My first thought was perhaps the corn was coated in Molasses or Corn Syrup to sweeten it for the deer. The corn dust thing is an interesting discovery, though. Question: Do we know for sure that the commercially available pollen "substitute" is not simply corn dust? Just wondering as I have never used pollen sub. -james


----------



## Lost Bee (Oct 9, 2011)

Isn't it true that bees are attracted to the color yellow? Corn is normally
yellow and with the sugar content in most corn it's no wonder that corn 
would be attractive to bees. 

Kevinva, I would to donate a bottle of honey or two to your 
neighbout to make sure she's not too upset from your robbers. 

At least, your neighbour didn't go crazy with insecticides like some
might. Good neighbour relations should be improved at all costs.

It may be time to feed them a little also. 

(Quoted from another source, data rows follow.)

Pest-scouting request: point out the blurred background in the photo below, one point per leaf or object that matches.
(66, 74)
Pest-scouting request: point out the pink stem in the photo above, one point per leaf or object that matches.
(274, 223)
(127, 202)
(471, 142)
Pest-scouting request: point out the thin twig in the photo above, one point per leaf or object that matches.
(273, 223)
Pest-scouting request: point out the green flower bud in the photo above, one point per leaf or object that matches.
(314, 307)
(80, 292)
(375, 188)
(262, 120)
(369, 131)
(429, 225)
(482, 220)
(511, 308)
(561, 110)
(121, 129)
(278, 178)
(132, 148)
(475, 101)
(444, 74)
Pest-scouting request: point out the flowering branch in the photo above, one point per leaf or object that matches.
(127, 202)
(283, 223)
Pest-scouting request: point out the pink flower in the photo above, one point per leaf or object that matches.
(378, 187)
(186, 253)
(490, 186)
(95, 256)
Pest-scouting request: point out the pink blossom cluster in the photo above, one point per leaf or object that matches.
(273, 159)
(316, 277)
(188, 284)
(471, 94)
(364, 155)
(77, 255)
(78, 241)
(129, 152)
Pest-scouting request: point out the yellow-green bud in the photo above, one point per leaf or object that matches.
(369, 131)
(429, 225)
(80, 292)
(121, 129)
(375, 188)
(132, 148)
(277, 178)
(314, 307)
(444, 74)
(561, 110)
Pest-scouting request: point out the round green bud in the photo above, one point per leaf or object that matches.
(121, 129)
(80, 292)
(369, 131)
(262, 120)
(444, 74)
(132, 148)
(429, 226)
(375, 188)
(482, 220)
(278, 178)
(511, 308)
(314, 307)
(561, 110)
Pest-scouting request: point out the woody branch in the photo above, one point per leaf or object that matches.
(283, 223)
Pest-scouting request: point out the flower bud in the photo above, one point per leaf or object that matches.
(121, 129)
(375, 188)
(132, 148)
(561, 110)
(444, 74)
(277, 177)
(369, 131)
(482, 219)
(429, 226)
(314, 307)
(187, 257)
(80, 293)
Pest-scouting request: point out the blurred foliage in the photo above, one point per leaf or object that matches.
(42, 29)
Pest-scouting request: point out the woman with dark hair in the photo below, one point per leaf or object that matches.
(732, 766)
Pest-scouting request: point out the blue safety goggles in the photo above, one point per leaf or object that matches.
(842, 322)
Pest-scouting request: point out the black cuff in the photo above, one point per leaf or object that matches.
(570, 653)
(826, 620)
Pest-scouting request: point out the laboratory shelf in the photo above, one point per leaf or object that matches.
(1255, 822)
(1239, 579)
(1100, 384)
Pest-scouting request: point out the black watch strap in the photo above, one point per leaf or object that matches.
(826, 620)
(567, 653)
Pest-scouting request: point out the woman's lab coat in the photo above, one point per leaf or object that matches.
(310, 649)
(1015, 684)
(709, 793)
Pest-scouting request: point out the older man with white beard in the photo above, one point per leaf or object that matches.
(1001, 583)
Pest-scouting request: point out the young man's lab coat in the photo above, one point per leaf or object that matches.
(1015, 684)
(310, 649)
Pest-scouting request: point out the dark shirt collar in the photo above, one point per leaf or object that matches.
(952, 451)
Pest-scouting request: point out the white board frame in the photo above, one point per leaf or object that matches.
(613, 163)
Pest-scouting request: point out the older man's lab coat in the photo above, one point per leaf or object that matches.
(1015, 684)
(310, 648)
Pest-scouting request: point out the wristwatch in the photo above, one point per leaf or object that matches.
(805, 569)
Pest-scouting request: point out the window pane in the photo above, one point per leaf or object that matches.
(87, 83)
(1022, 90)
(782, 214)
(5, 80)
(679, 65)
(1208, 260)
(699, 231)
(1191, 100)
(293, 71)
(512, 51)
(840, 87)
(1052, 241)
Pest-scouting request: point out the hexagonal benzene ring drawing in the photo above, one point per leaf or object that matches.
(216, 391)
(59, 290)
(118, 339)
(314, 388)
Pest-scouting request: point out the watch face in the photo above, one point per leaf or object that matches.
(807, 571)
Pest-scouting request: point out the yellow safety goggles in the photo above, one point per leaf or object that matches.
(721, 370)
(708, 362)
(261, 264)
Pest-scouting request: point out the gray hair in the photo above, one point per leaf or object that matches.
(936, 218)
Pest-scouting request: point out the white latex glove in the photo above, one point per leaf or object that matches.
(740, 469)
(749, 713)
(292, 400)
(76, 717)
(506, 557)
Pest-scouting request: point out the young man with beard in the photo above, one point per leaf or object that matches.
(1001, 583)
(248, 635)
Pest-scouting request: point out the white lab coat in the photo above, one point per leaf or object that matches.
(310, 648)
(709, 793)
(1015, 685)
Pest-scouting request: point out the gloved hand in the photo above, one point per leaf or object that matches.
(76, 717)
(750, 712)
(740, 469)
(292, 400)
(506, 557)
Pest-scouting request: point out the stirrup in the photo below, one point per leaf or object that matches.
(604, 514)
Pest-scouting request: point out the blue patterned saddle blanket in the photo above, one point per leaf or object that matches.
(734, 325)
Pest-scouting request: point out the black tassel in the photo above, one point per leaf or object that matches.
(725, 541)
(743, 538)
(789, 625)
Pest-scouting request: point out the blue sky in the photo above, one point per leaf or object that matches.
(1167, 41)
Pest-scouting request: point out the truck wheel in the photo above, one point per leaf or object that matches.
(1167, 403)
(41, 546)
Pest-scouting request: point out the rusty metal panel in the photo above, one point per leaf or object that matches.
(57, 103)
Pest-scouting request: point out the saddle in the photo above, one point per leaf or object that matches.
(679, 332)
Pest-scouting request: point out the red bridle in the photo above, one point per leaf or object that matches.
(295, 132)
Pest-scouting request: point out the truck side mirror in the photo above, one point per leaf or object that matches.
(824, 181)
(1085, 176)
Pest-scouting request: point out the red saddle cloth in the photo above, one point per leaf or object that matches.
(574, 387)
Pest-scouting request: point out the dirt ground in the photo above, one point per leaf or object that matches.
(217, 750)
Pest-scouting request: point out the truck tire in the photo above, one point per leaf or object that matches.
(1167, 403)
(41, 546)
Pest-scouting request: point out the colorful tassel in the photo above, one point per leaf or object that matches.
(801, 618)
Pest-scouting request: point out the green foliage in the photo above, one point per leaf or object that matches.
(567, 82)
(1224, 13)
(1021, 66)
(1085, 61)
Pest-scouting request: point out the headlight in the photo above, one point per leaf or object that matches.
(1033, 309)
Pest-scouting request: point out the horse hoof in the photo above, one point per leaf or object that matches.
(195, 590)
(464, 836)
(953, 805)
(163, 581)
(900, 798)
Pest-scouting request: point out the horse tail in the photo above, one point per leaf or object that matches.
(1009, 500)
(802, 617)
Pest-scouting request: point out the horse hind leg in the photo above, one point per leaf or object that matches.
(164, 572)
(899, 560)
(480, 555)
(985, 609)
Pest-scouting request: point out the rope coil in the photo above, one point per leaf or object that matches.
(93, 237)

Lucky for her, your not raising hogs.


----------



## SwedeBee1970 (Oct 26, 2008)

I agree with what's said about the corn syrup added. The pot is sweetened in most animal food that contains corn. Cracked corn is a high energy food source for many animals in winter. The bees should be interested in the sweetness of it all.


----------



## bluegrass (Aug 30, 2006)

All the "pollen" they are bringing in is actually grain dust.... As long as the field bees can fly they will and collect whatever they can find., once weather turns too cold to fly they will revert back to nurse bees in order to raise the remaining brood, then they die.


----------



## Jim 134 (Dec 1, 2007)

I have seen bees collect wood saw dust


EE HAPPY Jim 134


----------